Music has always been an important storytelling tool for movie makers. I'm not just talking about a score here. A score is a great thing because it is focused and tuned in to the emotional heartbeat of the moment. It engages the audience to believe in the world being built on screen and can enhance the performance being delivered. But a musical soundtrack is important as well. I know that in recent years the soundtrack has become more and more involved in the marketing of a movie - which I don't always see as a bad thing - but in the post-MTV era, musical montage is simply a part of our cultural thinking.
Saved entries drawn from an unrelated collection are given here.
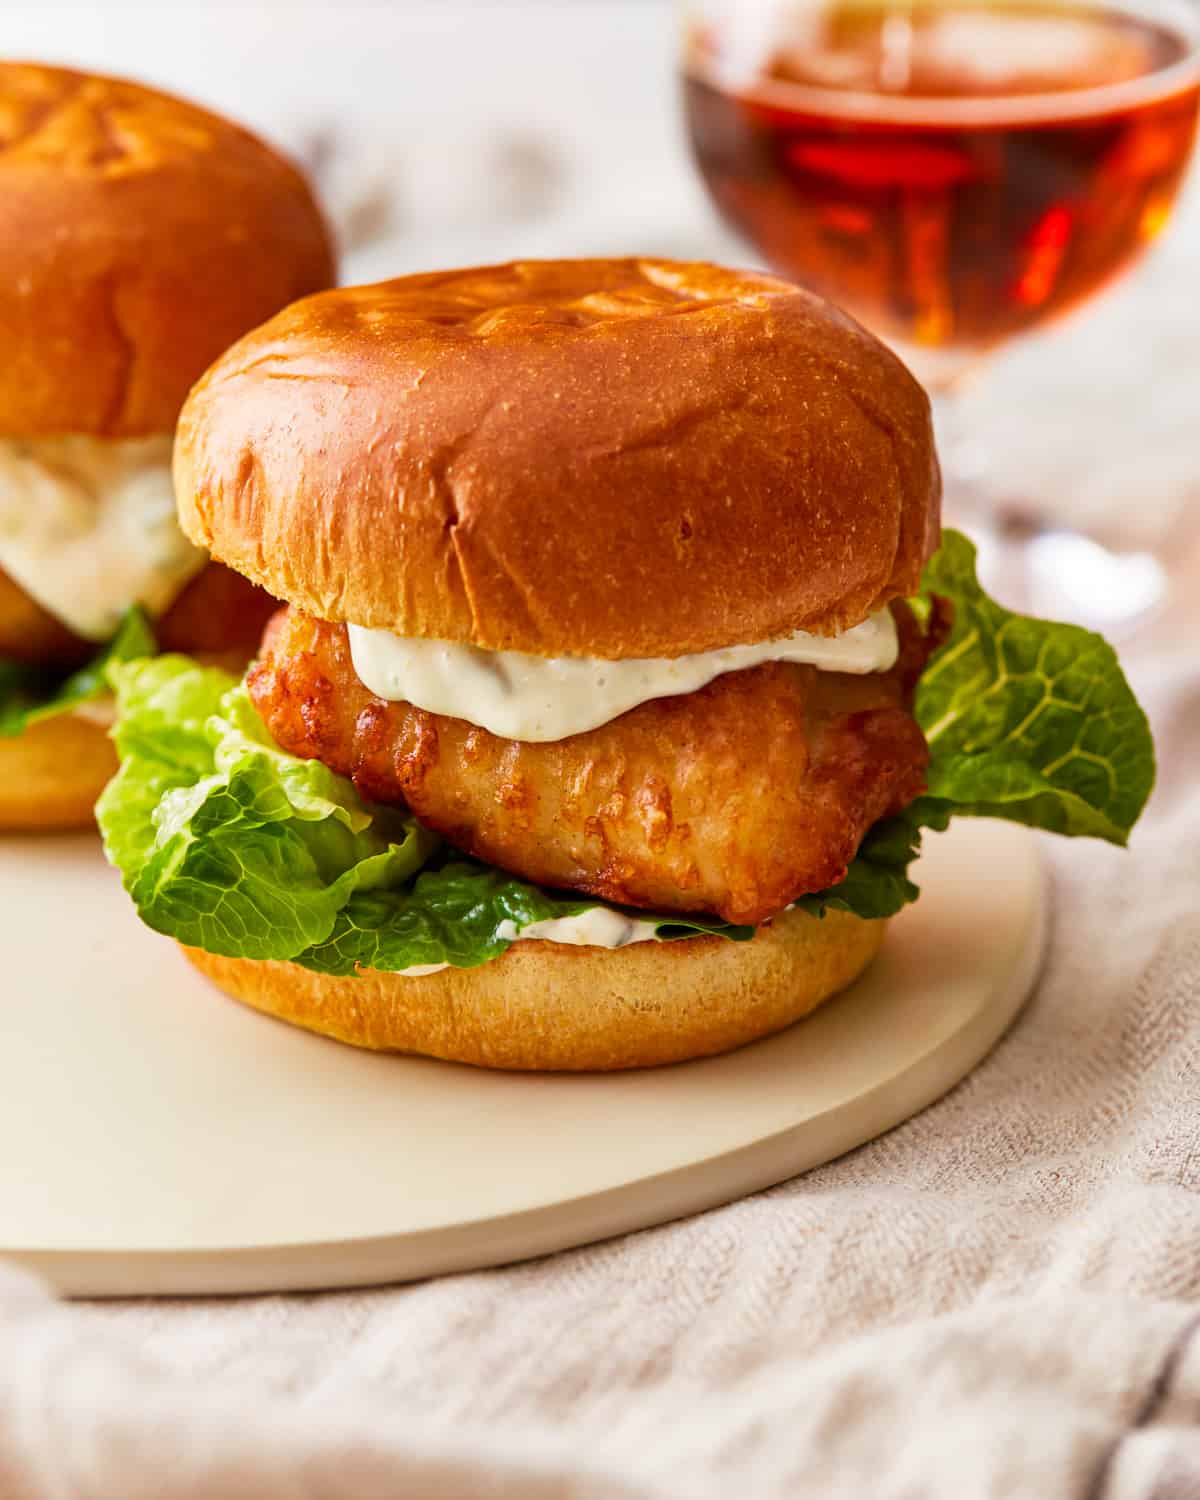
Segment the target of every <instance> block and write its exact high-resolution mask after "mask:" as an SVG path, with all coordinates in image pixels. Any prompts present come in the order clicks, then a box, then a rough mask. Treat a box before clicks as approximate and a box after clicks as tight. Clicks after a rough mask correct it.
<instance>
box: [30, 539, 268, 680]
mask: <svg viewBox="0 0 1200 1500" xmlns="http://www.w3.org/2000/svg"><path fill="white" fill-rule="evenodd" d="M275 609H278V603H276V600H273V598H272V597H270V594H266V592H264V591H263V589H261V588H255V585H254V583H251V582H249V580H248V579H245V577H242V574H240V573H234V571H231V570H229V568H226V567H222V564H220V562H210V564H208V565H207V567H205V568H204V570H202V571H201V573H198V574H196V576H195V577H193V579H192V580H190V582H189V583H187V586H186V588H184V589H183V592H181V594H180V595H178V598H177V600H175V601H174V604H171V607H169V609H168V610H166V613H165V615H163V616H162V618H160V619H159V621H157V624H156V627H154V628H156V633H157V637H159V643H160V646H162V649H163V651H190V652H199V654H204V655H207V657H225V655H231V657H233V655H237V654H240V660H242V661H243V663H245V661H246V658H248V657H249V655H251V654H252V652H254V649H255V646H257V645H258V639H260V636H261V634H263V627H264V625H266V622H267V619H269V618H270V615H272V613H273V610H275ZM95 652H96V643H95V642H93V640H83V639H81V637H80V636H77V634H75V633H74V631H71V630H68V627H66V625H65V624H62V622H60V621H58V619H55V618H54V615H51V613H49V612H48V610H45V609H42V606H40V604H39V603H36V600H33V598H30V595H28V594H27V592H26V591H24V589H23V588H21V586H20V585H18V583H15V582H13V580H12V579H10V577H9V576H7V574H6V573H5V571H3V570H0V658H7V660H10V661H30V663H39V664H42V663H43V664H46V666H65V667H66V666H78V664H80V663H81V661H86V660H87V658H89V657H90V655H95Z"/></svg>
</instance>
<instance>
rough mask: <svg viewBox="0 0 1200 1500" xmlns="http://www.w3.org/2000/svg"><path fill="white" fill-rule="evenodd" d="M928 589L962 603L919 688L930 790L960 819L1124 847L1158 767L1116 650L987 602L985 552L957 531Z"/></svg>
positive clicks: (920, 702)
mask: <svg viewBox="0 0 1200 1500" xmlns="http://www.w3.org/2000/svg"><path fill="white" fill-rule="evenodd" d="M922 594H926V595H933V594H939V595H942V597H944V598H948V600H950V601H951V603H953V606H954V625H953V630H951V634H950V639H948V640H947V642H945V645H944V646H942V649H941V651H939V652H938V654H936V657H935V658H933V661H930V664H929V666H927V667H926V670H924V673H922V676H921V681H919V684H918V688H916V702H915V712H916V721H918V723H919V724H921V727H922V729H924V732H926V739H929V747H930V771H929V796H930V798H933V799H936V801H941V802H944V804H947V807H948V808H950V810H951V811H954V813H957V814H971V816H978V817H1007V819H1010V820H1013V822H1019V823H1028V825H1029V826H1031V828H1046V829H1049V831H1050V832H1056V834H1088V835H1091V837H1095V838H1107V840H1109V841H1110V843H1116V844H1124V843H1127V840H1128V837H1130V829H1131V828H1133V825H1134V823H1136V822H1137V819H1139V814H1140V813H1142V808H1143V807H1145V805H1146V798H1148V796H1149V795H1151V789H1152V786H1154V774H1155V762H1154V741H1152V738H1151V726H1149V723H1148V720H1146V714H1145V712H1143V711H1142V708H1140V705H1139V702H1137V699H1136V697H1134V694H1133V690H1131V688H1130V684H1128V682H1127V681H1125V676H1124V673H1122V670H1121V663H1119V661H1118V658H1116V652H1115V651H1113V648H1112V646H1110V645H1109V643H1107V642H1106V640H1103V639H1101V637H1100V636H1097V634H1094V633H1092V631H1091V630H1083V628H1080V627H1079V625H1059V624H1053V622H1050V621H1046V619H1031V618H1028V616H1026V615H1014V613H1011V612H1010V610H1007V609H1004V607H1002V606H1001V604H998V603H996V601H995V600H992V598H989V597H987V594H984V591H983V589H981V588H980V583H978V580H977V577H975V547H974V546H972V544H971V541H968V538H966V537H963V535H960V534H959V532H957V531H951V532H948V534H947V535H945V538H944V541H942V547H941V550H939V552H938V555H936V556H935V558H933V559H932V561H930V564H929V567H927V568H926V576H924V579H922Z"/></svg>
While the worst case of this might be the latest jock rock hit playing on the new episode of some CW teen drama, the best case is something like "The Graduate," which just wouldn't be the same movie without Simon and Garfunkle.
When it comes to the 52 Weeks Project, stories I'm trying to tell in less than 3 minutes, a good song in the background is important(or the foreground since there's generally no sound shooting Super 8). And, though I've done it before, and there are quite a few gems to be found, I don't want to spend a lot of time combing through Creative Commons libraries to find a song that kinda-sorta fits. I want to use songs that I know and love and have influenced who I am, how I think, and therefore the movies I make. I also want something the audience can identify with. This became abundantly clear while editing the first 52WP film when I put a great Guns n' Roses song under the video as a temporary track. It was really the ideal song for the film and I didn't want to take it off.
So I did some homework.
ASCAP, who license most music and have a huge repertory of licensable songs, apparently has a new media license that, all things considered, is quite reasonable. It may not be the right fit for every film project, but given that the main venue for these movies is going to be my website and I can measure how much gets played, it works out. It does somewhat limit me in terms of distribution (of course I can re-license appropriately if my needs change) and there is a little cost involved, but these facts are totally outweighed by the fact that for these 52 movies (and anything else only on my website, such as perhaps a web-only reel) I can use "real" songs (for lack of a better term). And the expense? Well, considering I'm not making any money, I'd have to get somewhere above half a million views for it to cost me much more than film, processing, and transfer for just 4 of these films. In other words it'll work out to about $5.50 a movie for the year.
There's kind of an ethical point in this too. I could rant all day against the intellectually bankrupt concepts of intellectual property that we hold in this country and around the world, but I've always held that if the business models evolved to something reasonable we should support them. ASCAP notes that this new media license of theirs is an experimental license. I can already see ways in which it could use improvement (or perhaps I don't yet understand every aspect of it), but I do see an effort to be reasonable and I'm happy to work with it.